A su lado, durante años, su mujer ha aguantando un horario esclavo. Muchas horas en la tienda y otras muchas, fuera del horario comercial, llevando la contabilidad o rematando asuntos pendientes. "Mi mujer nunca me ha puesto ninguna pega. Ha sido una gran compañera, siempre me ha apoyado y me ha aguantado muchas cosas. Al final entendió que esto era mi vida. Ella sí que se preocupa más por la continuidad del negocio y alguna vez me ha insinuado que no podemos dejarlo perder, pero es que, como te empecines con los hijos, es mucho peor. Hay que dejarlos hacer y luego todo irá a su sitio.
En la trastienda, en un pequeño taller, dos o tres mujeres cosen sin parar.

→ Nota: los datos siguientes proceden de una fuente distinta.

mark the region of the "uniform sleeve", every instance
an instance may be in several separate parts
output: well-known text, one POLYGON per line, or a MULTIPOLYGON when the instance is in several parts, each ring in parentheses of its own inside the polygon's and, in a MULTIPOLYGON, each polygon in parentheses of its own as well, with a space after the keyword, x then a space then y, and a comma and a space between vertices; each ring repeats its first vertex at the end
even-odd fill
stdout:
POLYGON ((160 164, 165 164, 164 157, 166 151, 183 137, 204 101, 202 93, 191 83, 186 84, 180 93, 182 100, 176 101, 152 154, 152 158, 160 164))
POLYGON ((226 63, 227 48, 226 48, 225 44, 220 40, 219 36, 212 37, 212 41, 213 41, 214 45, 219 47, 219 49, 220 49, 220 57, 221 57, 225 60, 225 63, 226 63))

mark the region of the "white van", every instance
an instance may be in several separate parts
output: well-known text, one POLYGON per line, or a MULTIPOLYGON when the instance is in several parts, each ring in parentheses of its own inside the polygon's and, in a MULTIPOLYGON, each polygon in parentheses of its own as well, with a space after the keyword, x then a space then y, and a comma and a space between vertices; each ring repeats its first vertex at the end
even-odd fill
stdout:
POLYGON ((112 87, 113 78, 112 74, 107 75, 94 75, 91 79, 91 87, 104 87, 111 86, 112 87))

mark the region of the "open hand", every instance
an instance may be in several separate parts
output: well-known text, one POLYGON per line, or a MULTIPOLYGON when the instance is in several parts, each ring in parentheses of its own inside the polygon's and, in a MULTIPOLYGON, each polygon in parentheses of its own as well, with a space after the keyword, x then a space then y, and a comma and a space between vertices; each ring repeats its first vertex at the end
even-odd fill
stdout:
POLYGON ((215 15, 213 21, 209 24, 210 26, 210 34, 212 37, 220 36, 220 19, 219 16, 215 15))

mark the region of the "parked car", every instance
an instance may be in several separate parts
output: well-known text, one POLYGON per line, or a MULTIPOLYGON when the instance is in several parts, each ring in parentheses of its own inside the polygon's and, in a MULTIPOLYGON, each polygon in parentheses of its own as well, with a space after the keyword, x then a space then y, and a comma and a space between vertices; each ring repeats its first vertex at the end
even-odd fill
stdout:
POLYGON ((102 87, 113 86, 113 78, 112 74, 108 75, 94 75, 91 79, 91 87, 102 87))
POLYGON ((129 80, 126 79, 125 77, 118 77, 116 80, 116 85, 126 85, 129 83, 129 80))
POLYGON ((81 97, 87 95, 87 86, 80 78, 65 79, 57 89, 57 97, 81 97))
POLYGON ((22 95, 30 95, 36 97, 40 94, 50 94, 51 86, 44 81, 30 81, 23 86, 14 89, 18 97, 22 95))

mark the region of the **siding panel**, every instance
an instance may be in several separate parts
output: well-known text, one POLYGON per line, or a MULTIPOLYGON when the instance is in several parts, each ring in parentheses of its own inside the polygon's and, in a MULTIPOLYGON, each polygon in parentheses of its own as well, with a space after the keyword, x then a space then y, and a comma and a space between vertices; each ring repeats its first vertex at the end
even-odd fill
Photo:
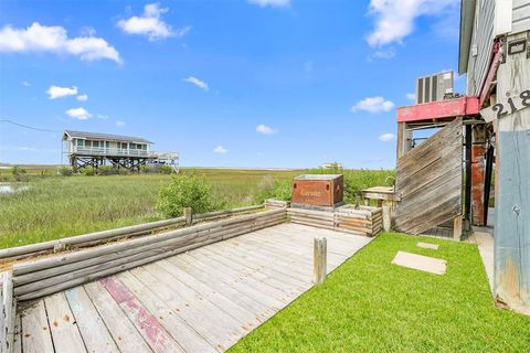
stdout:
POLYGON ((511 33, 530 30, 530 0, 513 0, 511 33))
POLYGON ((471 49, 477 46, 477 55, 473 56, 471 50, 467 65, 468 96, 477 96, 486 79, 494 44, 495 1, 478 0, 475 13, 471 49))

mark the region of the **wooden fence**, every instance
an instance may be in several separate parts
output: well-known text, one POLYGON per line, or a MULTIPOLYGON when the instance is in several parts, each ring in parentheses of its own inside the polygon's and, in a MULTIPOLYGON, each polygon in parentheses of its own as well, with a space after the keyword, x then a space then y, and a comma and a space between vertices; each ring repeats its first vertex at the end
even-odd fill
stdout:
POLYGON ((10 271, 0 272, 0 352, 13 351, 15 300, 10 271))
MULTIPOLYGON (((193 216, 194 221, 215 221, 220 218, 230 217, 239 214, 252 213, 257 210, 263 208, 264 205, 254 205, 227 211, 216 211, 204 214, 198 214, 193 216)), ((139 225, 127 226, 123 228, 95 232, 84 235, 71 236, 67 238, 62 238, 57 240, 30 244, 19 247, 12 247, 0 250, 0 261, 11 261, 15 259, 22 259, 25 257, 33 257, 35 255, 42 255, 46 253, 52 253, 63 249, 74 249, 74 248, 84 248, 95 245, 100 245, 114 240, 119 240, 123 238, 132 238, 142 235, 151 234, 152 232, 160 232, 167 228, 180 227, 186 224, 186 218, 183 216, 144 223, 139 225)))
POLYGON ((293 223, 365 236, 377 235, 383 226, 380 207, 342 206, 332 212, 287 208, 287 215, 293 223))
POLYGON ((43 297, 285 221, 285 210, 271 210, 14 264, 14 296, 43 297))

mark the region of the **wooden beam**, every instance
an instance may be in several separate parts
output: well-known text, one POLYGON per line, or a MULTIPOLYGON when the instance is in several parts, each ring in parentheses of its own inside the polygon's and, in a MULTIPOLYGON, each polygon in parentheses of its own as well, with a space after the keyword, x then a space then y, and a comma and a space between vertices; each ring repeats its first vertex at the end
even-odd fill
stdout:
POLYGON ((315 286, 320 285, 326 280, 327 252, 328 249, 326 238, 315 238, 312 253, 312 282, 315 286))
POLYGON ((193 224, 193 210, 191 207, 184 207, 184 220, 186 220, 186 225, 190 226, 193 224))
POLYGON ((416 104, 398 108, 398 122, 433 120, 439 118, 478 115, 477 97, 460 97, 441 101, 416 104))
POLYGON ((460 237, 462 237, 462 215, 458 215, 453 220, 453 238, 459 242, 460 237))

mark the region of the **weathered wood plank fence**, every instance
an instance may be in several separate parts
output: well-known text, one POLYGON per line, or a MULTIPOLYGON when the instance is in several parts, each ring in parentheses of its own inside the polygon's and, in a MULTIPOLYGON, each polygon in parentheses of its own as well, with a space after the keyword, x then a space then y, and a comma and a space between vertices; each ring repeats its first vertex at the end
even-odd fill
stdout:
POLYGON ((287 208, 290 222, 357 235, 374 236, 383 227, 382 208, 341 206, 332 212, 287 208))
POLYGON ((0 353, 13 352, 17 300, 13 298, 12 274, 0 272, 0 353))
MULTIPOLYGON (((193 215, 193 221, 215 221, 221 218, 226 218, 237 214, 246 214, 255 212, 257 210, 264 208, 264 205, 254 205, 227 211, 215 211, 204 214, 193 215)), ((127 227, 95 232, 84 235, 71 236, 57 240, 43 242, 38 244, 30 244, 19 247, 12 247, 0 250, 0 261, 1 259, 21 259, 30 256, 35 256, 40 254, 52 253, 54 250, 63 250, 68 248, 83 248, 91 247, 95 245, 105 244, 108 242, 119 240, 123 238, 138 237, 142 235, 148 235, 152 232, 160 232, 165 228, 180 227, 186 225, 186 217, 176 217, 170 220, 149 222, 139 225, 131 225, 127 227)))
POLYGON ((14 264, 14 296, 28 300, 51 295, 285 220, 285 210, 271 210, 14 264))

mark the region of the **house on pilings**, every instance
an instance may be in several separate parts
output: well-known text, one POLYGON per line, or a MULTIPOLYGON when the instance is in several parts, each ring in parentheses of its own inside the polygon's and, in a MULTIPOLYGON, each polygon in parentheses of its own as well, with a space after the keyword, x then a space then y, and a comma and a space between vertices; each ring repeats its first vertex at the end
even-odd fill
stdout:
POLYGON ((153 142, 140 137, 65 130, 63 143, 63 153, 74 171, 102 165, 130 171, 139 171, 141 165, 179 168, 179 153, 152 151, 153 142))
POLYGON ((398 108, 395 227, 453 220, 459 238, 489 223, 492 190, 494 296, 530 314, 530 0, 462 1, 458 73, 465 95, 398 108), (441 130, 414 143, 425 128, 441 130))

José Luis recuerda que ha habido épocas en las que han llegado a ser hasta ocho empleados, pero ahora están él y tres más. Ahora le preocupa que los comerciantes viven todos en tensión y que, desde la pandemia, hay una obsesión por la inmediatez. Aunque este es un mes tranquilo. Los momentos álgidos llegarán en Navidad, en Fallas y, a mediados de año, antes y después del verano, las bodas y las ceremonias. La faena no da tregua. "Antes, cuando aún estaba mi madre, no cerrábamos nunca, pero ahora sí; en agosto cerramos dos o tres semanas, dependiendo de la demanda. Y si no se puede, paramos en otras fechas".
Una chica le espera sentada en un sofá que hay a la entrada. Se ha adelantado casi media hora la hora que habían acordado. Él se lo ha dicho, pero ella se ha girado, ha mirado la tormenta a través de la cristalera y le ha explicado que esperará lo que tenga que esperar, pero que ella no se mueve de ahí. Trae en una bolsa unas prendas que, piensa, igual le pueden interesar. José Luis deja de prestarle atención, empieza a mover de manera compulsiva el pie que le cuelga después de cruzar las piernas, se arregla el pelo y pide que le recuerde la última pregunta. Afuera llueve y no paran de pasar coches. El tiempo sigue pero Casa Rosita mantiene sus puertas abiertas para que todos los valencianos, en un lento pero inexorable goteo, vayan pasando por allí.